After, performing the differential analysis with limma. After, mapping with the feature data, I have got the data frame as follows-
FDR Probe_ID Gene.Symbol Gene.ID
0.009 1555272_at RSPH10B2///RSPH10B 728194///222967
0.007 1557203_at PABPC1L2B///PABPC1L2A 645974///340529
0.007 1557384_at LOC100506639///ZNF131 100506639///7690
The code for making the above df in R is as follows-
df <- data.frame(
FDR = c (0.009, 0.007, 0.007),
Probe_ID = c("1555272_at", "1557203_at", "1557384_at"),
Gene.Symbol = c("RSPH10B2///RSPH10B","PABPC1L2B///PABPC1L2A","LOC100506639///ZNF131"),
Gene.ID = c("728194///222967","645974///340529","100506639///7690"))

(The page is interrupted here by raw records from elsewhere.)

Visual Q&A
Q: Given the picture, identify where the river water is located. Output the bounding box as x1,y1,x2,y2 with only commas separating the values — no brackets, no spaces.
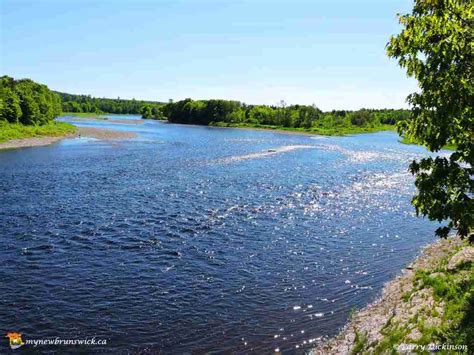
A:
0,116,436,353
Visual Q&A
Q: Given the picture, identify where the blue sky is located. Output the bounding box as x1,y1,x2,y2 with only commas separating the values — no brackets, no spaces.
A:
0,0,416,110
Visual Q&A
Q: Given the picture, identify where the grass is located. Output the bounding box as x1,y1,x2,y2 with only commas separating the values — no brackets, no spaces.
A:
62,112,107,120
0,122,76,143
400,136,456,150
210,122,396,136
370,241,474,353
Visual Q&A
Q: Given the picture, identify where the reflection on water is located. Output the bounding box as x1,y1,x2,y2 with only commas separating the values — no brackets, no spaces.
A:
0,116,435,353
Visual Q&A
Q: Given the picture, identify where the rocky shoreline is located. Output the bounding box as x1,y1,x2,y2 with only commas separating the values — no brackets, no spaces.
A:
0,127,137,150
310,238,474,355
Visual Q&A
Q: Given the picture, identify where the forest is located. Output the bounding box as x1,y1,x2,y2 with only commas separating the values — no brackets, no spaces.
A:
163,99,410,130
0,75,61,125
57,92,163,119
0,76,410,134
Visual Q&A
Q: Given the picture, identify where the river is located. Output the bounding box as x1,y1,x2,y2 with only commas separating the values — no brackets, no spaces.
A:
0,116,436,353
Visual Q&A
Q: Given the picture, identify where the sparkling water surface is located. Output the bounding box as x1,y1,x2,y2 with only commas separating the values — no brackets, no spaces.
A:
0,116,436,353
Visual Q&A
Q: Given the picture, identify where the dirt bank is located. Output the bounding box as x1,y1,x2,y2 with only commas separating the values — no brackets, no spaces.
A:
0,127,137,150
310,238,474,355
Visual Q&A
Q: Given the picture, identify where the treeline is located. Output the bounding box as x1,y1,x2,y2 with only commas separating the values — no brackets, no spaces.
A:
162,99,410,129
58,92,163,119
0,75,61,125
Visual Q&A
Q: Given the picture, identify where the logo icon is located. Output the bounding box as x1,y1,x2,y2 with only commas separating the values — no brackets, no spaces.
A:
6,332,25,349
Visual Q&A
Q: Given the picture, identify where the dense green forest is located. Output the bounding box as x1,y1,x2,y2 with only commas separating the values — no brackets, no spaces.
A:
0,76,76,142
163,99,410,130
0,76,61,125
57,92,163,119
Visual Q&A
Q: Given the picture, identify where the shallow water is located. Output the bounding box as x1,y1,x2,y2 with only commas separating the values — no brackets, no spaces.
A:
0,117,436,353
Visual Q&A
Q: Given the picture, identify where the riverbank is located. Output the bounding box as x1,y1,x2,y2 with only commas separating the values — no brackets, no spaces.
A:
209,122,396,136
0,121,76,144
0,122,137,150
62,112,145,125
311,238,474,355
399,137,456,150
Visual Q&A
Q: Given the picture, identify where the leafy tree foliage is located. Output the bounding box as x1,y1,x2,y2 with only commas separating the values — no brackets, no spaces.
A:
0,76,61,125
387,0,474,242
163,99,409,129
58,92,163,119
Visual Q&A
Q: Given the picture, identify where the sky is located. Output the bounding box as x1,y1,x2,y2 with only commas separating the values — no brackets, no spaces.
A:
0,0,417,110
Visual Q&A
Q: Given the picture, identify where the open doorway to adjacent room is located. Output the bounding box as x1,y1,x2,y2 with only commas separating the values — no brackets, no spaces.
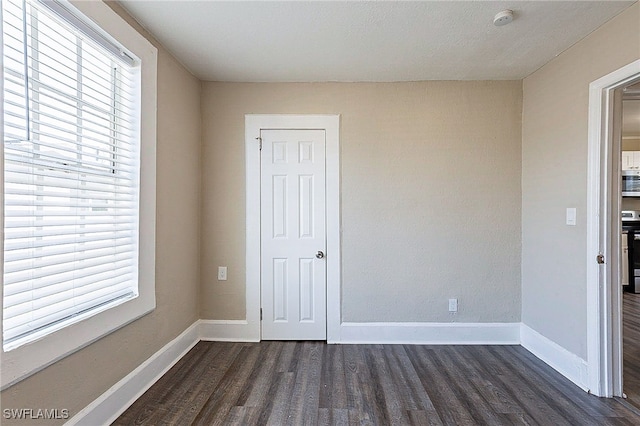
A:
614,81,640,409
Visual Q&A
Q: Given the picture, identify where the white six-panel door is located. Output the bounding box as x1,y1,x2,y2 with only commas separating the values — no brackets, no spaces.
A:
260,130,330,340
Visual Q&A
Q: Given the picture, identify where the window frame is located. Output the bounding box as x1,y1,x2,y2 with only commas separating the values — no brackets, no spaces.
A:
0,0,158,389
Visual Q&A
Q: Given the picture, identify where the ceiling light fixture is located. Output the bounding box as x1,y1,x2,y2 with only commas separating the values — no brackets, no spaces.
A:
493,9,513,27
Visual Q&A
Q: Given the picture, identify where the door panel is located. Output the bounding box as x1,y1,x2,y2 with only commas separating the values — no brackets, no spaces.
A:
260,130,326,340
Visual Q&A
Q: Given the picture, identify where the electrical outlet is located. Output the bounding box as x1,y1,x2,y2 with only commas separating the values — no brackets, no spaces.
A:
218,266,227,281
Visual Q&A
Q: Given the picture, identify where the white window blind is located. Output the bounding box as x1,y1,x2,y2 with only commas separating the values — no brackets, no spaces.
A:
2,0,140,351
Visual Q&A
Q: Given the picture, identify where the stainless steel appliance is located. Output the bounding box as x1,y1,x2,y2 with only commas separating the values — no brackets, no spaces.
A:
621,210,640,293
622,170,640,196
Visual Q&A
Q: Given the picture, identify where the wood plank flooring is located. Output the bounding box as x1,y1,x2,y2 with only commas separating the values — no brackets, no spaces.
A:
113,342,640,425
622,292,640,408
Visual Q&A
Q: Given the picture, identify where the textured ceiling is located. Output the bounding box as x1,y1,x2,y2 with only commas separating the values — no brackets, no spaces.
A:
120,0,634,82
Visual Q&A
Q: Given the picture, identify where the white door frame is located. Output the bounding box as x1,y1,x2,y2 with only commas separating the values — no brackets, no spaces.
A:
586,60,640,397
245,114,341,343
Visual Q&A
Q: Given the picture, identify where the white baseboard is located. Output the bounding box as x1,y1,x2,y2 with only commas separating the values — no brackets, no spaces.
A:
520,324,588,391
330,322,520,345
200,320,260,342
65,321,200,426
66,320,587,425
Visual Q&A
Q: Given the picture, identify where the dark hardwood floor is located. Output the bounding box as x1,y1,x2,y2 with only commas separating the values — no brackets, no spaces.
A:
114,342,640,425
622,292,640,408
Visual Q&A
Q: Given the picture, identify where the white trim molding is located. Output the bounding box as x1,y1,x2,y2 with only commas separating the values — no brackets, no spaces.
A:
199,320,260,342
245,114,342,341
66,320,588,425
336,322,520,345
520,324,589,391
586,60,640,397
65,321,200,425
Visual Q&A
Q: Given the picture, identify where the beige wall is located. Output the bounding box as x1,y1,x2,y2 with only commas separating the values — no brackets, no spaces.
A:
201,81,522,322
522,3,640,358
0,5,200,425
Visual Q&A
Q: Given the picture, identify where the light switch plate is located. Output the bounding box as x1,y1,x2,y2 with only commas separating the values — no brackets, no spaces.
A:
218,266,227,281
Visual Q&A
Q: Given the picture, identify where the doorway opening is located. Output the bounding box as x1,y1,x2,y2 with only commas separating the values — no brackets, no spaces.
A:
586,60,640,397
614,81,640,409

I want to perform a GSEA using the column df$Gene.Symbol. However, I can see that more than one gene-symbol is mapped with the one Probe-ID, for which I split the whole data frame by-
df_split <- as.data.frame(df %>% separate_rows(Gene.Symbol, Gene.ID, sep = "///"))
But got repetitive gene symbols. What should be the correct way to resolve this and go about just annotating the df$Gene.Symbol with non-repetitive gene symbols. I don't want to use any online tool as I am hard coding the micro-array pipeline as a part of my project.